If you are unsure of which repository would be best for your research output, here are a few sites that can help you search for and understand your options.

NIH Repository Selection page
https://sharing.nih.gov/data-management-and-sharing-policy/sharing-scientific-data/repositories-for-sharing-scientific-data

Registry of Research Data Repositories 
https://www.re3data.org/ 

Repository Finder 
https://repositoryfinder.datacite.org/ 

DataPortals.org 
http://dataportals.org/ 

Generalist Repositories 
If you know that your data doesn't fit into a discipline-specific repository, then you'll likely want to submit your data to a generalist repository. Some of these repositories are free while others charge per submission. The table below shows costs (as of 01/08/2023) and size limitations of some of the NIH-recommended generalist repositories. (Source: Nature Data Repository Guidance)
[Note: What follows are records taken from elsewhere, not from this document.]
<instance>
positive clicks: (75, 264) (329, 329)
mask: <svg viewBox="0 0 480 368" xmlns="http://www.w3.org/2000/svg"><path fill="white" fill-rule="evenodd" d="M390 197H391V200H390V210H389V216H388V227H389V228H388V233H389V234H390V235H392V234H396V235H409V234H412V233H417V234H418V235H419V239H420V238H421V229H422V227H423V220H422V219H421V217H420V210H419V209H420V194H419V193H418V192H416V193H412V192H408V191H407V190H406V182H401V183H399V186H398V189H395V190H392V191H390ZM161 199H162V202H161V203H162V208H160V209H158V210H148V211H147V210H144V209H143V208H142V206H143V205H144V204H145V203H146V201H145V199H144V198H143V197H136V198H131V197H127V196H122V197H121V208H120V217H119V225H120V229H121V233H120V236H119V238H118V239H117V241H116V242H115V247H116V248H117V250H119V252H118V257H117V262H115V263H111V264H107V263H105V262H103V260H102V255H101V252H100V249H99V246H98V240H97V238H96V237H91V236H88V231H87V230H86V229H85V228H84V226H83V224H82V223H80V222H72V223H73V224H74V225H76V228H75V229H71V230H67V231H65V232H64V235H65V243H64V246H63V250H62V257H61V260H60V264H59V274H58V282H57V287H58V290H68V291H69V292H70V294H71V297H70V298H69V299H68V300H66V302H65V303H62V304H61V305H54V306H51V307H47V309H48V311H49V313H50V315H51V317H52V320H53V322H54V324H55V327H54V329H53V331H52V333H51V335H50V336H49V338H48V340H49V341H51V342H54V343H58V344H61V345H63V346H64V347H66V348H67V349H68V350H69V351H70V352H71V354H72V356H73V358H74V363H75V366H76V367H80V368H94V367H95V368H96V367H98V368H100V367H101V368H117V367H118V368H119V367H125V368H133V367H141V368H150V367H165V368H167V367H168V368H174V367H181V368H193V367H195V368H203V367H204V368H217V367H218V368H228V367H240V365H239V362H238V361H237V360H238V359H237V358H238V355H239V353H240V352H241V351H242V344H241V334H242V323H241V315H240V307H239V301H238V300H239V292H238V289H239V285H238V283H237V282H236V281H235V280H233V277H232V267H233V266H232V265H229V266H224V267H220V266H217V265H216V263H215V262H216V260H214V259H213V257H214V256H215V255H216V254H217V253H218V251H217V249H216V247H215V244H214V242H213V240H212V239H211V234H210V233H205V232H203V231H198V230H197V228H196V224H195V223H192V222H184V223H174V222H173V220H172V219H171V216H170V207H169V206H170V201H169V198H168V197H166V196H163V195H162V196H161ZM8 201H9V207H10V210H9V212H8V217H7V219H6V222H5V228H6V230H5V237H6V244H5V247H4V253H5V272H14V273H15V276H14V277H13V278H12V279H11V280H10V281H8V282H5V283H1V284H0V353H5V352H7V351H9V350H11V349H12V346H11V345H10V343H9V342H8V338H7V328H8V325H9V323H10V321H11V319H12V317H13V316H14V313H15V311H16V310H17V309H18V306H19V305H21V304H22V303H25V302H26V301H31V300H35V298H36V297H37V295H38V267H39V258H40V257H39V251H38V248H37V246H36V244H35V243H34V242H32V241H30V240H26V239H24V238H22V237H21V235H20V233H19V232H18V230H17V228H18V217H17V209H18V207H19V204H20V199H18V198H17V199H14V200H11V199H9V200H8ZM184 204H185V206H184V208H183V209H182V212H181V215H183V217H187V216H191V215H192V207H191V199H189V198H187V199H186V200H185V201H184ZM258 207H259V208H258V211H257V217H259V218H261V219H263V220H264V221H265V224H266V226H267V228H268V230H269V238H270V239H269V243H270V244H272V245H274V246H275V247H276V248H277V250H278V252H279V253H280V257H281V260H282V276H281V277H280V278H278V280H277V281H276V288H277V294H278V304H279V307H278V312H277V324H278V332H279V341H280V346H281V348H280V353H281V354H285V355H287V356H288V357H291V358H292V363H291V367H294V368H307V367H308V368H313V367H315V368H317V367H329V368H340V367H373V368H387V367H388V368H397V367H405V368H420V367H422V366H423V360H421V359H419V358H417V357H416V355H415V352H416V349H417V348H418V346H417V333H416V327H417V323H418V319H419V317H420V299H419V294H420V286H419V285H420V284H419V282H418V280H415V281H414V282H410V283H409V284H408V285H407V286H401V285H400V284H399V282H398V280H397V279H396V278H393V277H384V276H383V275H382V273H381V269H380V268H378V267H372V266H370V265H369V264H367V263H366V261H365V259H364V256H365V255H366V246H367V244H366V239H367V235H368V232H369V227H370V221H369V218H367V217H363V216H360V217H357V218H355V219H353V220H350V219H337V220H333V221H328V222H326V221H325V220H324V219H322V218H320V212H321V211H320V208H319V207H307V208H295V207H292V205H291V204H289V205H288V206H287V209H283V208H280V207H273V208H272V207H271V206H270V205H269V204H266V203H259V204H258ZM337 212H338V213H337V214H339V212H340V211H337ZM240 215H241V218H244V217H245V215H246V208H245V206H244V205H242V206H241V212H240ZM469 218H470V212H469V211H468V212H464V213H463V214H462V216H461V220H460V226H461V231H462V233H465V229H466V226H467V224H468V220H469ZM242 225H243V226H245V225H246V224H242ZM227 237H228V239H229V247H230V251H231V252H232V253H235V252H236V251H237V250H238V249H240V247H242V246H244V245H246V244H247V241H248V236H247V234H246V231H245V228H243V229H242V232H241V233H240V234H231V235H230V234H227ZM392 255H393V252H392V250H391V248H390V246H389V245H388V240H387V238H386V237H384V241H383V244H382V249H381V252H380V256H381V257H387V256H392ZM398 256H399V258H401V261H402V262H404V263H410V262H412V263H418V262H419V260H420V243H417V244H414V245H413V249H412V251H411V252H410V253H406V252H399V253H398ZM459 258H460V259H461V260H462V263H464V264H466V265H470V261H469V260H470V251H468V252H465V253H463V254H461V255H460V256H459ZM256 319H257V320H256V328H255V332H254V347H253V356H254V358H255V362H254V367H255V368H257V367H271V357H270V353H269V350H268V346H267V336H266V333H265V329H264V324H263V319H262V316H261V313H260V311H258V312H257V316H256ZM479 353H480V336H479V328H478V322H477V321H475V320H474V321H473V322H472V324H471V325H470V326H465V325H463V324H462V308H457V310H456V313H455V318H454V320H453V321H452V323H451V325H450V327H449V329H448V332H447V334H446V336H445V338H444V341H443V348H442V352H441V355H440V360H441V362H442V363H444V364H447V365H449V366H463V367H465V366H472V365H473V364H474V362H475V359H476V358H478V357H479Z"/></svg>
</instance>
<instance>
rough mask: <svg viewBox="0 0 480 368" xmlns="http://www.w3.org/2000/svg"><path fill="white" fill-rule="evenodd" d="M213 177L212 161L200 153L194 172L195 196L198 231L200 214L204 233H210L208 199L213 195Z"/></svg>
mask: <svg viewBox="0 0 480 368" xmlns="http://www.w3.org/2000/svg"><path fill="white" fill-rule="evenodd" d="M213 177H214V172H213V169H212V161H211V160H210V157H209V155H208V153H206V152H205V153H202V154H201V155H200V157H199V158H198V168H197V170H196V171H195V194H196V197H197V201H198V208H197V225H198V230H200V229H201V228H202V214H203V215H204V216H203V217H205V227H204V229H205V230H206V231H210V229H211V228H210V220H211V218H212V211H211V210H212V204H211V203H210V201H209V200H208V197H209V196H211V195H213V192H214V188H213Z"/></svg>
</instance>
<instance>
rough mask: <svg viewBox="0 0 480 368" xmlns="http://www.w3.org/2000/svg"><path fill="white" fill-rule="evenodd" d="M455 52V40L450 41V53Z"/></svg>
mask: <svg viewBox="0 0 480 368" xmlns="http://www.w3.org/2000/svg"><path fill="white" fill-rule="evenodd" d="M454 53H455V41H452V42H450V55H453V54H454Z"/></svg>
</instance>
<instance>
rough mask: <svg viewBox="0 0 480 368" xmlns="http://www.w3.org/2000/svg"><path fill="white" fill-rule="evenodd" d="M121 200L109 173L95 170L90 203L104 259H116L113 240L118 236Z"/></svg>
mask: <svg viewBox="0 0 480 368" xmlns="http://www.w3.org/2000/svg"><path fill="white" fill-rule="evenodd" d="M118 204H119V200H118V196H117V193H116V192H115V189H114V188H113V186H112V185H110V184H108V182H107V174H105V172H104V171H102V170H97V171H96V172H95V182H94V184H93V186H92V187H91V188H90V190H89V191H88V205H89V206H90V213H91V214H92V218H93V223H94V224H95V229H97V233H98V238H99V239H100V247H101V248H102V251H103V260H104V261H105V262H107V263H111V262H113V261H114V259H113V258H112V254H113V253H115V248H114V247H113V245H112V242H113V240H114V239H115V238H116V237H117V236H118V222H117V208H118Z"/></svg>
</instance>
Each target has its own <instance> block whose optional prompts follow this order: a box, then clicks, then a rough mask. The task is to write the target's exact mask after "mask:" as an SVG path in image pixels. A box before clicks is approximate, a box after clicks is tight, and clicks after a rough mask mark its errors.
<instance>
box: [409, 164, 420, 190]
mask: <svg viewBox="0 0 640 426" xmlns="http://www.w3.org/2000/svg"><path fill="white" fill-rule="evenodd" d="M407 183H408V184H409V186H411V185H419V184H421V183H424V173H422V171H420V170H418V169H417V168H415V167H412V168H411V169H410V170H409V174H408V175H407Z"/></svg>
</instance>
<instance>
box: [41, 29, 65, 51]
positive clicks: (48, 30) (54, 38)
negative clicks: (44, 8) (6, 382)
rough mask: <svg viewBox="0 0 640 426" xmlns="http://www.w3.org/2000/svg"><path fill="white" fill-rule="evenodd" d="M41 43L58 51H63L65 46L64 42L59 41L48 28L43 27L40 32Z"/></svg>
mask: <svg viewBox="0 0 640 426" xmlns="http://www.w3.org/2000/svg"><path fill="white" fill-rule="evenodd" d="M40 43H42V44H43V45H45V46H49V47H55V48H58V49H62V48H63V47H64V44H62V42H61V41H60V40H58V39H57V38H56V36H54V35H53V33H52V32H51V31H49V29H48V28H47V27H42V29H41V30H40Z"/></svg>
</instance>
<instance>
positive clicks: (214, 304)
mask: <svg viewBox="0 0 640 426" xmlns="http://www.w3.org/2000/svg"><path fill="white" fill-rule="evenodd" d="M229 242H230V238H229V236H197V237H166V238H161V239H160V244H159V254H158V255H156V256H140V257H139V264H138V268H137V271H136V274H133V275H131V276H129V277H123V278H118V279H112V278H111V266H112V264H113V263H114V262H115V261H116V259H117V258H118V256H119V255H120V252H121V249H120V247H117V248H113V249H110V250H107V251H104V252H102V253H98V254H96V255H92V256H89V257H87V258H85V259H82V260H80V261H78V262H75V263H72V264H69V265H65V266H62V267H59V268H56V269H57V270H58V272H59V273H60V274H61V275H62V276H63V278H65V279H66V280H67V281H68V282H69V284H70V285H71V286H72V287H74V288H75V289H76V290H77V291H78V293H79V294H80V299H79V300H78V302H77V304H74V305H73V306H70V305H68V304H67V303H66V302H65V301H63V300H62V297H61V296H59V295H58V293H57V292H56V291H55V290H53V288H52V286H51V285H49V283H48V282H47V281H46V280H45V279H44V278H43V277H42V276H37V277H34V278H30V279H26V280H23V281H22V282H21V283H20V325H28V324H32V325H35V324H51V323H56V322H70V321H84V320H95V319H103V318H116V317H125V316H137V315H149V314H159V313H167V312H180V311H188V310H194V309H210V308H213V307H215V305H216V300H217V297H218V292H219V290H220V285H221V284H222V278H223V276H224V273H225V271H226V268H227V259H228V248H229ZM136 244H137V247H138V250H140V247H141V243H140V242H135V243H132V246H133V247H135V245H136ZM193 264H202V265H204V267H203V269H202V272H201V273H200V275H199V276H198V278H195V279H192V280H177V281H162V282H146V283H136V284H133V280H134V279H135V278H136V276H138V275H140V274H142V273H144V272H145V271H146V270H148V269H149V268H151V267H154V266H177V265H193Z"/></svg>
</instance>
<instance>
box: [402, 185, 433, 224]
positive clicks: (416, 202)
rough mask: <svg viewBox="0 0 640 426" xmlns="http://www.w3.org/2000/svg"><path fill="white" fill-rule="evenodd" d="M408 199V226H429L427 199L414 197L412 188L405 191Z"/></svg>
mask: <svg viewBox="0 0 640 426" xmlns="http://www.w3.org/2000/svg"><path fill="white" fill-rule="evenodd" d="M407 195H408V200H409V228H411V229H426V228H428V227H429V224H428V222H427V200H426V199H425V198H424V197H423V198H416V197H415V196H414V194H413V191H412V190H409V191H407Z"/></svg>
Repository Name Information on fees/costs Size limits
Dryad $120 USD for first 20 GB, and $50 USD for each additional 10 GB None stated
figshare 100 GB free per Scientific Data manuscript.  1 TB per dataset
Harvard Dataverse Contact repository for datasets over 1 TB

2.5 GB per file, 10 GB per dataset

Mendeley Data Open and secure cloud-based communal repository  Personal accounts have a maximum limit of 10 GB per dataset.
OSF (Open Science Framework) Free of charge 5 GB per file, multiple files can be uploaded
Zenodo Donations towards sustainability encouraged 50 GB per dataset
Science Data Bank Free of charge 8 GB per file, no limit to dataset size

The General Repository Comparison Chart and FAIRsharing Collection is another resource and an outcome of an NIH Workshop on the Role of Generalist Repositories to Enhance Data Discoverability and Reuse, held in early February 2020. Following the workshop, representatives of the participating generalist repositories collaborated to develop a tool researchers could use to make decisions about selecting a general repository. They intend that the content will be dynamically updated through their partnership with FAIRsharing. The American Geophysical Union should be acknowledged for designing the document. Version 3.0 (May 17, 2023) has been updated to the current services provided by the repositories and supporting policies. 

FAIR Principles

The FAIR principles (Findability, Accessibility, Interoperability, Reusability) are a set of aspirational goals to which all data should strive to adhere. If you are interested in learning more about the FAIR principles and how these standards can be applied to all aspects of your research including repositories to improve data sharing and data reuse, check out:

FAIRsharing.org 
Go FAIR

Digital Object Identifiers (DOI)

DOIs are a type of persistent identifier (PID) which can be applied to datasets, as well as published articles. They are issued through an internationally recognized searchable registry.

DOIs for datasets:

  • Support FAIR principles: Findability, Accessibility, Interoperability, and Reuse
  • Facilitate discovery, citation, and sharing of data
  • Preserve and plan beyond initial publication to improve reproducibility of research
  • Demonstrate broader picture of research by exposing the many-to-many relationship between research data and publications
  • Enhance reporting of data use and reuse for authors as well as data contributors
  • Disambiguation (similar to ORCID for authors)
  • Philosophically, treat data as an entity with its own value distinct from associated publication(s)

At MSK, the Library supports an institutional  membership to DataCite, an organization through which we are able to register DOIs. We can also integrate this service with a local MSK repository to help adhere to FAIR principles.